The constituents of the notion of a model template are articulated at such a level of abstraction that would allow conceiving of model templates as genuinely transdisciplinary devices that can be used for model construction to address particular kinds of problems and phenomena across the disciplinary spectrum. While we acknowledge the importance of analogical reasoning in model and template transfer, the advantage of the template-based approach is precisely due to its transdisciplinary scope. Moreover, the notion of a model template also allows the entanglement of transdisciplinary templates to come into view: addressing the entanglement of templates requires a broader perspective on templates than viewing them as merely mathematical and computational objects able to be transferred from one domain to another.

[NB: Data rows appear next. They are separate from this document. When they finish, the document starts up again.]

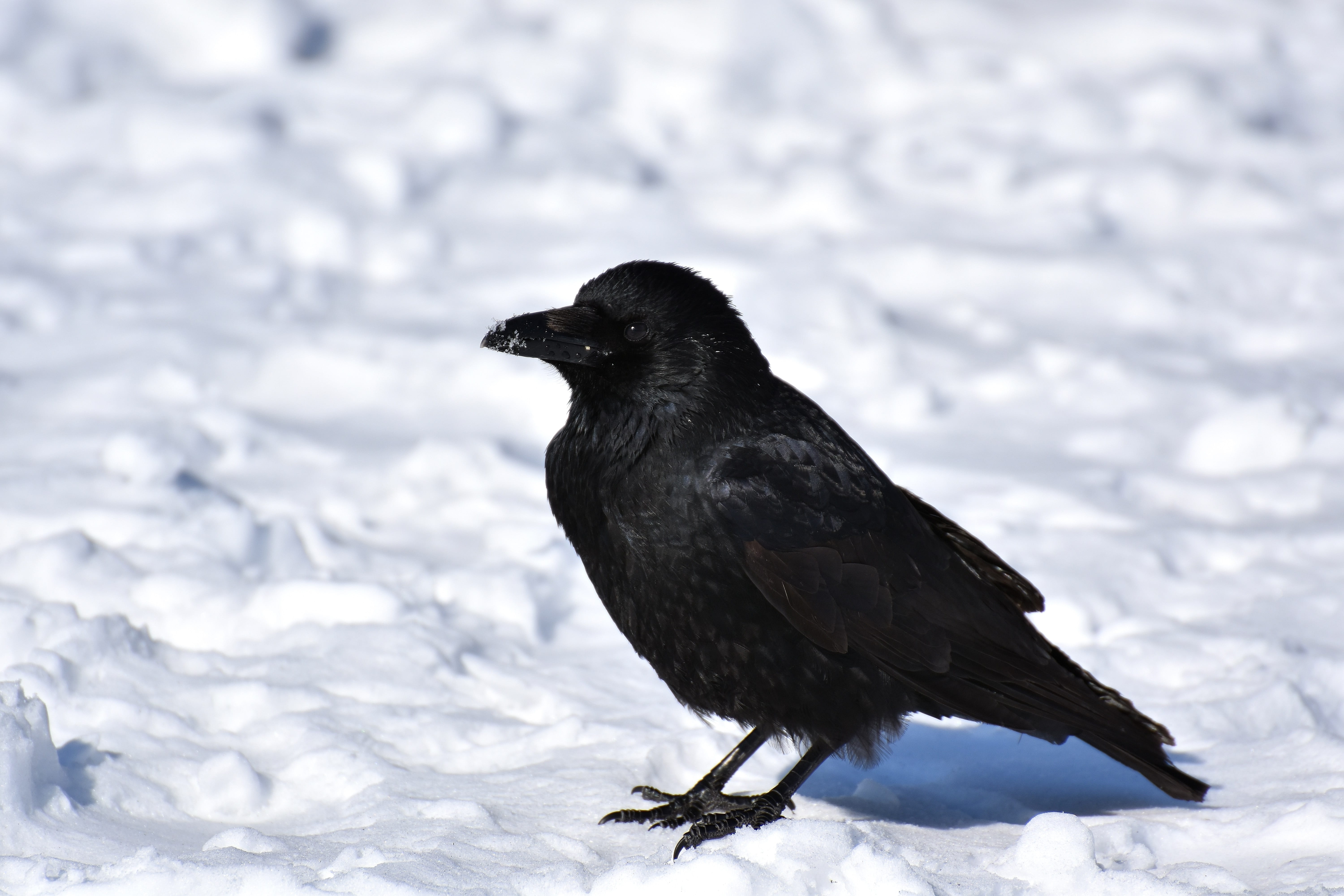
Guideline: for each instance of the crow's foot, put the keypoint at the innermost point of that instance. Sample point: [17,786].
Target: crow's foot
[763,811]
[678,809]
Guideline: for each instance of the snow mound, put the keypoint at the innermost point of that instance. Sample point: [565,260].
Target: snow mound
[29,764]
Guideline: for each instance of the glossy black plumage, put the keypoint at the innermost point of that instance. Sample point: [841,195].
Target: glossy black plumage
[768,569]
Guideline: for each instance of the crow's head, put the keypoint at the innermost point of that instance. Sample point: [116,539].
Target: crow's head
[642,330]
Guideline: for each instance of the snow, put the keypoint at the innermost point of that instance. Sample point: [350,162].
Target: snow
[283,608]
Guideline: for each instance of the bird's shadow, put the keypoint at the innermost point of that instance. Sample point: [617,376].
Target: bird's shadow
[940,777]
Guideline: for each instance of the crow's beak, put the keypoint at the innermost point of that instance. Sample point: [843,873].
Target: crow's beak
[538,336]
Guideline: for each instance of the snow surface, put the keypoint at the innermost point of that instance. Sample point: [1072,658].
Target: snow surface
[279,585]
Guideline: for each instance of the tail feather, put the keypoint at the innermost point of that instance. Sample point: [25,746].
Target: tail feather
[1154,765]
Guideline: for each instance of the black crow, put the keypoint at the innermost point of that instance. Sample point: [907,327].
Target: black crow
[769,570]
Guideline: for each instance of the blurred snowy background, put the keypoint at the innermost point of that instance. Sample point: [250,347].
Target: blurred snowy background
[279,586]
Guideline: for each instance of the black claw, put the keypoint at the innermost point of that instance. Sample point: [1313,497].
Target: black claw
[759,813]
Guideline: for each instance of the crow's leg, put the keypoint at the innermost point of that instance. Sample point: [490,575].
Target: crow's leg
[761,811]
[706,797]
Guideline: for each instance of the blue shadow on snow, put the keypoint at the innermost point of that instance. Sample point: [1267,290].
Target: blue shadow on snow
[962,777]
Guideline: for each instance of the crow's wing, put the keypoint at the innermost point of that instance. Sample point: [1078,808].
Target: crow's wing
[857,563]
[838,550]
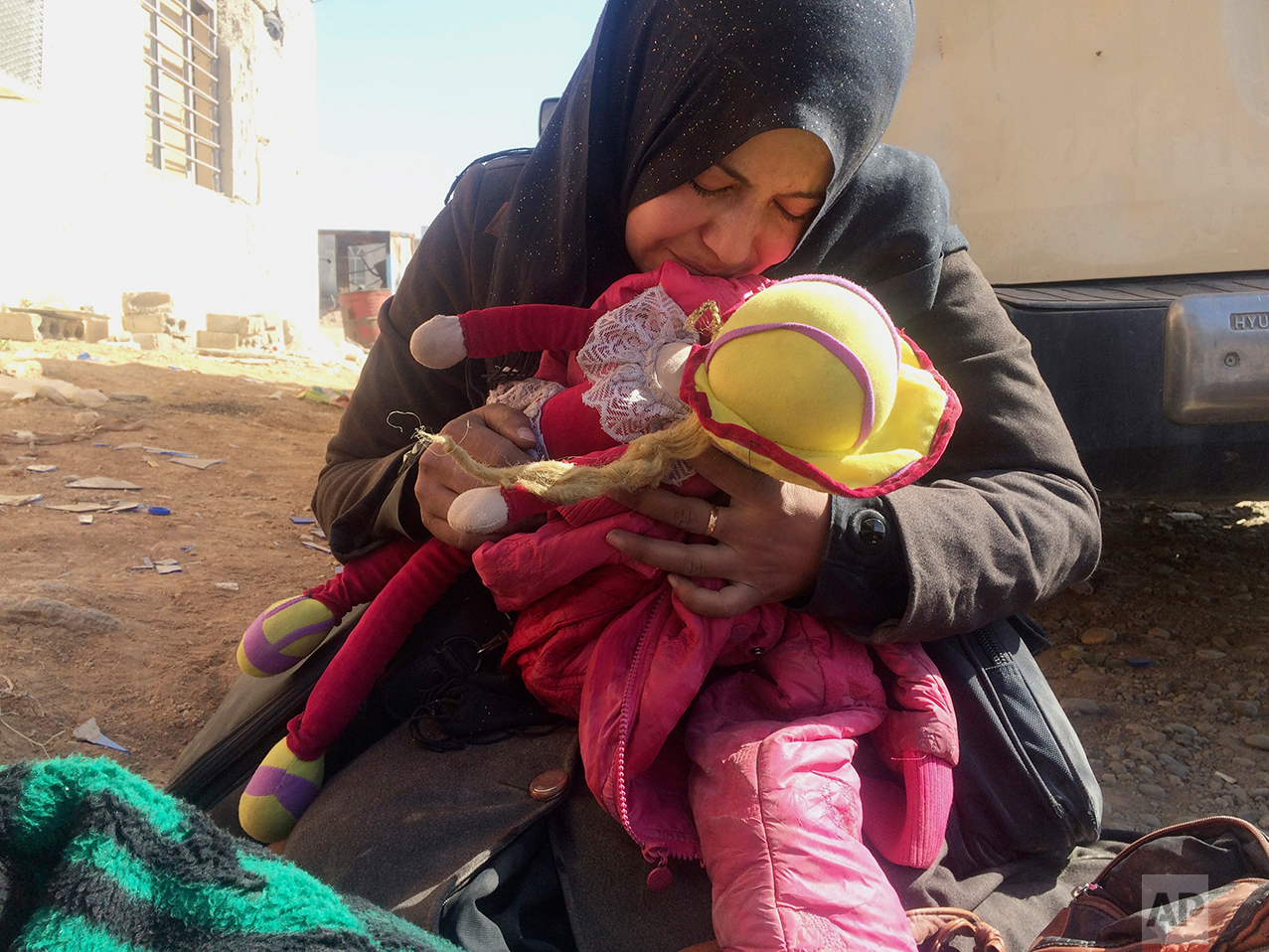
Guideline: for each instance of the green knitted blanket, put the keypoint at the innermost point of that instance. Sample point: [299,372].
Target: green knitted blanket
[92,857]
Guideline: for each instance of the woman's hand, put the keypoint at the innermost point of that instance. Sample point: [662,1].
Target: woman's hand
[494,434]
[766,543]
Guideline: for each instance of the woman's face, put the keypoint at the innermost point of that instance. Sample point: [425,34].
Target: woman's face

As we have argued, the usefulness and applicability of model templates accrues, apart from their computational benefits, also from the conceptual, theoretical, and computational resources they offer. But what justifies, beyond such resources, the transdisciplinary application of model templates to particular kinds of problems mushrooming across different disciplines? What makes us think that the seemingly similar phenomena are really due to similar kinds of general principles? Many complexity theorists and network scientists tend to suppose that the same basic organizational principles and topologies govern most diverse materially different systems. Such a view motivates, as we have seen, Barabási’s universalist approach to scale-free networks that has nevertheless met a lot of criticism (e.g., Broido & Clauset, 2019). Indeed, different applications of the same model template may vary greatly in terms of their success. While the application of the SK model to auto-associative memory (Hopfield, 1982) has been constitutive for the entire field of neural networks, Hopfield’s further attempt to apply neural network models to earthquakes has not been so fruitful (Herz & Hopfield, 1995). Kuramoto, in turn, did originally consider his model mainly as a mathematical exercise, but the model has since found truly surprising applications, e.g., to the Josephson effect. And the applications have been piling up: from arrays of coupled lasers to power grids and cardiac arrhythmias. Yet, the Kuramoto model cannot be too widely applied given the restrictive conditions that need to be met by any application. What makes it so important is that it provides a well-understood case of spontaneous synchrony. Strogatz (2003) has put this succinctly by pointing out that “[the] Kuramoto model has always been a solution waiting for a problem” (p. 170).Footnote 5 Perhaps this is precisely what can more broadly be said about all model templates: they provide well-understood and properly defined schematic models of some general phenomena and are as such potentially applicable to numerous problems and targets.